An amount of $2,500 is deposited in a savings account in a bank paying an annual interest rate of 4.2% compounded continuously. What will be the balance after 3 years?
The key words from the problem are "compounded continuously." That directly takes us to using the formula for continuous compound interest A=Pe^(rt). The key here is to recognize which letter of the formula corresponds to which value of the information provided. We know that t is time, which in our case is 3 years; we also know that the deposited amount is the principal P, therefore P=$2,500; and lastly, we know that r is the interest rate of 4.2%. First, we need to convert the percentage into a numerical value. We will do that by dividing 4.2 by 100. Therefore, r=4.2/100=.042. Now we can just plug in all the numbers in the formula, A=(2500)e^(.042*4). Since we are using the number e, with the help of a scientific calculator, we get A=2957.34.
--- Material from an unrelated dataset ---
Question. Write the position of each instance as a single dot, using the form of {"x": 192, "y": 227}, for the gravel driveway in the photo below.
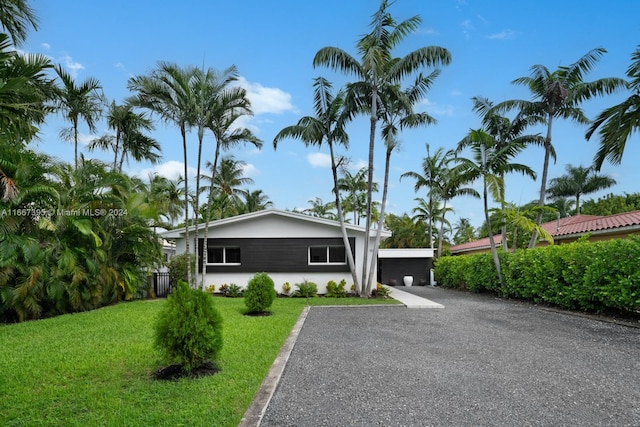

In the right triangle ABC , m<ACB=90, m< ABC=60, and AC=4ft, what are the lengths of AB and BC?
Let's draw the triangle ABC and label the corresponding measures of the angles and the side AC. From the information above we know that <ABC=60. We also know that sin(ABC)=OPP/HYP (OPP=opposite side, HYP=hypotenuse). By looking at the drawing it is evident that the opposite side is AC and the hypotenuse is AB. Therefore, sin(ABC) = AC/AB. Let's multiply both sides by AB. Then we get AB(sin(ABC))=AC. Since we are looking for AB, now we divide both sides by sin(ABC) and we get AB=AC/(sin(ABC)). Then we substitute with the numerical information. We have AB=4/(sin(60)) which is equivalent to AB=4/sqrt(3)/2. After simplifying, we get AB=8/sqrt(3). After rationalizing, we get AB=8sqrt(3)/3. Now, all we have left is to find the measure of BC. Here we can apply the Pythagorean formula, which is AC^2+BC^2=AB^2. If we subtract AC^2 from both sides, we get BC^2=AB^2-AC^2. Then we can square root both sides to cancel the exponent of 2 on BC^2. And we get BC=sqrt(AB^2-AC^2). We substitute with the numerical information and get BC=sqrt( (8sqrt(3)/3)^2 - 4^2).
Prove that the triangle ABC is congruent to the triangle DEF. m<ABC=m<DEF, AB=DE, BC=EF.
There are 5 cases in which two triangles are congruent. We need to decide which of the cases will be applicable to our problem. If we draw the triangles, it will be obvious that we have two pairs of sides that are equal and a pair of equal angles that lie between those two sides. With that being said, the best approach would be to use the SAS (side, angle, side) case . By choosing it, we prove that ABC is congruent to DEF.